My Model is sort of like
class ServiceUtilization(models.Model):
device_name = models.CharField()
service_name = models.CharField()
data_source = models.CharField()
current_value = models.CharField()
sys_timestamp = models.IntegerField()
Now, here current_value
represents the value in Float stored as VarChar, w.r.t the time stored as unixtime
While trying to get Max and Average values of current_value
I am getting unexpected results, because for Max, MySQL would do a string based comparision, where in '100' value < '9.99'
which in incorrect w.r.t values taken in Float.
I tried :
perf = ServiceUtilization.objects.filter(
device_name__in=devices,
service_name__in=services,
data_source__in=data_sources,
sys_timestamp__gte=start_date,
sys_timestamp__lte=end_date
).values(
'device_name',
'service_name',
'data_source'
).annotate(
max_val=Max('current_value'),
avg_val=Avg('current_value')
)
It provides the incorrect results.
Then looking at : HOW select min from cast varchar to int in mysql
I thought about providing query set with extra
perf = ServiceUtilization.objects.extra(
select={
'max_val': "MAX(CAST(current_value AS SIGNED))",
'avg_val': "AVG(CAST(current_value AS SIGNED))"
}
).filter(
device_name__in=devices,
service_name__in=services,
data_source__in=data_sources,
sys_timestamp__gte=start_date,
sys_timestamp__lte=end_date
).values(
'device_name',
'service_name',
'data_source',
'max_val',
'avg_val'
)
But this just provides a single value and not desired results. This translates to SQL as
SELECT (MAX(CAST(current_value AS SIGNED))) AS `max_val`, (AVG(CAST(current_value AS SIGNED))) AS `avg_val`, `performance_utilizationstatus`.`device_name`, `performance_utilizationstatus`.`service_name`, `performance_utilizationstatus`.`data_source`
FROM performance_utilizationstatus
ORDER BY performance_utilizationstatus
.sys_timestamp
DESC;
But the working code would require a GROUP BY on (device_name, service_name, data_source)
SELECT (MAX(CAST(current_value AS SIGNED))) AS `max_val`, (AVG(CAST(current_value AS SIGNED))) AS `avg_val`, `performance_utilizationstatus`.`device_name`, `performance_utilizationstatus`.`service_name`, `performance_utilizationstatus`.`data_source` FROM `performance_utilizationstatus`
GROUP BY performance_utilizationstatus
.device_name
, performance_utilizationstatus
.service_name
,
performance_utilizationstatus
.data_source
ORDER BY performance_utilizationstatus
.sys_timestamp
DESC;
How to add the GROUP BY CLAUSE ?
Using annotate
would not work here
1111, 'Invalid use of group function'
or
ERROR 1056 (42000): Can't group on 'max_val'
Would RAW SQL be the last resort here ?
I think you must go with .raw
because using .extra
wont be possible here.
The problem is because Django
don't have .group_by
the only way go group by something is to use .values
and .annotate
after that. (as you have done it in the first attempt)

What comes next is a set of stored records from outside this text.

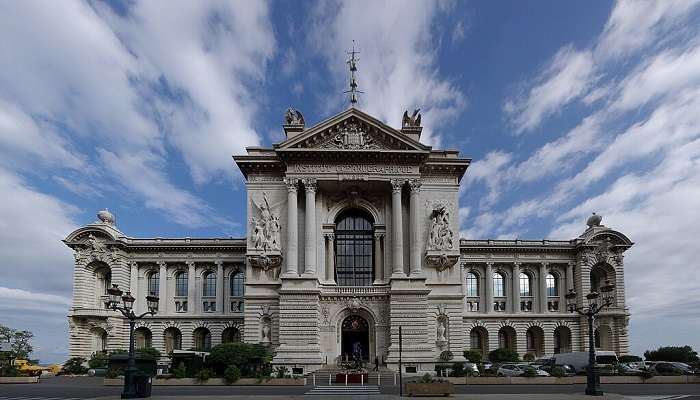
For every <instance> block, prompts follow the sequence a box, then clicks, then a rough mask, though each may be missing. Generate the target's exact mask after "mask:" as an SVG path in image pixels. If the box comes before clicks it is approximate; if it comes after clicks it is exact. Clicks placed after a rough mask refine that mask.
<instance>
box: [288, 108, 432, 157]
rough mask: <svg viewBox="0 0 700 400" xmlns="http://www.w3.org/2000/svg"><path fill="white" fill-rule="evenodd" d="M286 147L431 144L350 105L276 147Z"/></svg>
mask: <svg viewBox="0 0 700 400" xmlns="http://www.w3.org/2000/svg"><path fill="white" fill-rule="evenodd" d="M275 148H276V150H277V151H284V150H291V151H293V150H302V149H307V150H308V149H318V150H338V151H371V150H396V151H420V152H428V151H430V146H426V145H424V144H422V143H420V142H417V141H415V140H413V139H411V138H409V137H407V136H406V135H405V134H403V133H402V132H401V131H398V130H396V129H394V128H392V127H390V126H388V125H387V124H385V123H383V122H381V121H379V120H378V119H376V118H374V117H371V116H370V115H368V114H366V113H364V112H362V111H360V110H358V109H356V108H350V109H348V110H346V111H344V112H342V113H340V114H338V115H335V116H333V117H331V118H328V119H326V120H325V121H322V122H320V123H318V124H316V125H314V126H313V127H310V128H308V129H306V130H304V132H302V133H300V134H299V135H297V136H295V137H293V138H290V139H288V140H285V141H284V142H282V143H279V144H277V145H276V146H275Z"/></svg>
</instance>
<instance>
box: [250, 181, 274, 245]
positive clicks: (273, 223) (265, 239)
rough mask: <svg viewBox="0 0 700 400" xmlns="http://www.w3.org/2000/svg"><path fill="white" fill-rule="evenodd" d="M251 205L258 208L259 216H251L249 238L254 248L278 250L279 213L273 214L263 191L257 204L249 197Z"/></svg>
mask: <svg viewBox="0 0 700 400" xmlns="http://www.w3.org/2000/svg"><path fill="white" fill-rule="evenodd" d="M251 201H252V202H253V205H255V207H256V208H257V209H258V211H259V213H260V217H259V218H256V217H253V218H251V222H252V224H253V233H252V235H251V240H252V242H253V247H254V248H255V249H256V250H263V251H268V250H280V238H279V236H280V223H279V215H277V214H274V213H273V210H272V206H270V202H269V201H268V199H267V194H266V193H265V192H263V201H262V202H261V203H260V204H258V203H256V202H255V199H252V198H251Z"/></svg>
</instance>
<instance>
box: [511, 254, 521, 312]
mask: <svg viewBox="0 0 700 400" xmlns="http://www.w3.org/2000/svg"><path fill="white" fill-rule="evenodd" d="M511 297H512V298H513V313H514V314H516V313H519V312H520V263H513V296H511Z"/></svg>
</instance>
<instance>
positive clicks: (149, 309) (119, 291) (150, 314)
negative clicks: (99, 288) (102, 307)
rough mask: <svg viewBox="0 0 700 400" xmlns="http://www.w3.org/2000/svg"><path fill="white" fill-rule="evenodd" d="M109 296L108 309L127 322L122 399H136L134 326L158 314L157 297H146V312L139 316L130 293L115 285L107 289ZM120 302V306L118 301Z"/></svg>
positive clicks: (130, 293)
mask: <svg viewBox="0 0 700 400" xmlns="http://www.w3.org/2000/svg"><path fill="white" fill-rule="evenodd" d="M107 294H109V307H110V308H111V309H112V310H114V311H119V312H121V313H122V315H123V316H124V317H125V318H127V319H128V320H129V362H128V364H127V367H126V370H124V391H123V392H122V399H133V398H135V397H136V380H135V378H136V371H137V369H136V360H134V325H135V324H136V320H137V319H141V318H143V317H145V316H146V315H155V314H156V313H157V312H158V297H157V296H146V303H147V305H148V311H146V312H145V313H143V314H141V315H136V314H135V313H134V301H136V299H135V298H134V296H132V295H131V292H129V291H127V292H126V293H125V294H124V292H122V291H121V289H119V287H118V286H117V285H112V287H111V288H109V289H107ZM120 300H121V301H122V303H123V304H122V305H120V304H119V301H120Z"/></svg>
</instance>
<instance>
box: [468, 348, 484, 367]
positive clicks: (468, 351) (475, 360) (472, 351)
mask: <svg viewBox="0 0 700 400" xmlns="http://www.w3.org/2000/svg"><path fill="white" fill-rule="evenodd" d="M464 358H466V359H467V360H469V361H470V362H473V363H475V364H479V363H480V362H481V353H479V352H478V351H476V350H464Z"/></svg>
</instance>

so.. why you can't use .extra
? Because:
Any extra() call made after a values() call will have its extra selected fields ignored.
and
If you use a values() clause after an extra() call, any fields defined by a select argument in the extra() must be explicitly included in the values() call.
so the only way to get the .extra
fields is to add them into .values
but this will cause to group by this fields which is an undesired behavior.